Anyway I don't dispute the findings or that there are exoplanets or whatever, I'm just impressed that they are able to make confident claims on what little information we can receive from here.
> e.g. exoplanets based on minute wobbles and brightness variations, water on said exoplanets based on spectrography.
The minute wobbles may be tiny, but they can plot a curve of those wobbles and see very clearly that it changes in a certain way that can only be caused by a planet (or something spherical and with a certain mass).

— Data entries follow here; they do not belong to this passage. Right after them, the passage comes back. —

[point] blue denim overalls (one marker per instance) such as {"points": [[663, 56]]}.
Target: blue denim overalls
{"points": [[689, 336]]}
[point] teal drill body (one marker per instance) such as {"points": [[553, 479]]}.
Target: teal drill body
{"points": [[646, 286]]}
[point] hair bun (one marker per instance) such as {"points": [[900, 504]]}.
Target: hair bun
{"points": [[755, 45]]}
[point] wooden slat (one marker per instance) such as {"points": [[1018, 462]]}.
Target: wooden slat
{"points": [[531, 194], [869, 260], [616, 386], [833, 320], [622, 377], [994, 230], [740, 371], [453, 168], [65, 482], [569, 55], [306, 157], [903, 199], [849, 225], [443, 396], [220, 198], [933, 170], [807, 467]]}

If there was a competing theory of how you can get this exact curve in some other way, I am sure we would consider them as alternative possibilities and not be able to tell them apart, but as far as I know, there isn't any competing theories at all... so we can have very high confidence there's a planet there.
Regarding water detection: yeah, spectrography is just mind blowing, but again, given what we know, there's just nothing that could justify believing that when you detect radiation that fit exactly what you would expect from water molecules, that it could be something else instead... unless you come up with a convincing "something else", your only option is to conclude that the detection is accurate, otherwise you would need to stay open to the possibility of absolutely everything possibly having alternative explanations we haven't thought of yet (though every now and then, that indeed can happen and we need to adjust all our theories that are based on the changed body of knowledge), and progress would not be possible in any area (you need to accept something before you can build on top of it).

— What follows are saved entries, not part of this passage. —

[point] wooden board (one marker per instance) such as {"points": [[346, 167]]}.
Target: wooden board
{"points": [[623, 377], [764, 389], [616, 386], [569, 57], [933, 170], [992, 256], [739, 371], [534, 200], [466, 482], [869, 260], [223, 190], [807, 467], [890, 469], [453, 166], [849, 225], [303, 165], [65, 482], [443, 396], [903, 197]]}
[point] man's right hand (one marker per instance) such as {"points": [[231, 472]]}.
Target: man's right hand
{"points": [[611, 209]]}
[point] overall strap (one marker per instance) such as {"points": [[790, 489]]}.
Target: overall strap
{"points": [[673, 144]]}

The problem is the 'pop sci' reporting. "Earth-like" or "second earth" could easily be swapped for "Venus-like" or "second venus" in 99% of cases where pop-sci uses "Earth like" and still be factually correct.
However, Wobbles and Transit photometry are done over time and plot trends which definitively show that something with a certain mass is orbiting with a certain period around the star. There isn't really anything else it could be except an exoplanet, unless our understanding of how physics works was way off, which we know it isn't.
as for Spectrography brabel sums it up in their comment very well.
For example, we know more about the chemical composition of other galaxies than we know about the centre of the earth. Just because we can infer so much from their light spectrum.
(For empirical information about the centre of the earth, we are basically limited to seismic data and perhaps the magnetic field and bumps in gravity?)
We hardly resolve any individual stars in other galaxies (maybe some giant stars inside Andromeda?), so our idea of chemical composition of other galaxies is very... averaged.
We barely can resolve largest and closest exoplanets into a few pixels.
Even though from a theoretical perspective it should be way easier and more reasonable to detect particular molecules on distant planets via spectroscopy compared than to detect things on the mind-blowingly minuscule scale of gravitational waves, I think distant spectroscopy might actually be more prone to error, or at least more prone to false positives.
Just speculating since I have zero expertise in this area, but part of it may be because light from all sorts of sources is reaching us all the time, while gravitational waves significant enough to be feasibly detected pretty much only come from the top percentile of the most energetic events in the universe.
I think if you can discern a gravitational wave-induced spacetime wobble at least once and infer the motion that could've caused it (e.g. black holes/neutron stars merging) and see it matches theoretical expectations, you may continue to have a lot of false negatives, but you probably aren't at high risk of future false positives.
Whereas with spectroscopy, there seem to be a lot of things that can cause both false positives and false negatives even if you do have many prior detections that you believe are accurate. For spectroscopy, both error rates should go down over time as technology and techniques improve, but it seems like it may potentially be an inherently more "murky" observation technique, even if it's far simpler and far less expensive than gravitational wave detection.
(Someone please correct me if I'm wrong about any of this, because there's a pretty good chance I am.)
It is not just gravitational waves, they look at light, with telescopes (visible, infra and ultra), spectrographs, interferometers, radio signals, gamma rays...
Then they combine all that info to come up with cohesive theories. LIGO just by itself would be almost useless.
But it is a fascinating area of research. I never expected that we could measure gravitational waves in our life time.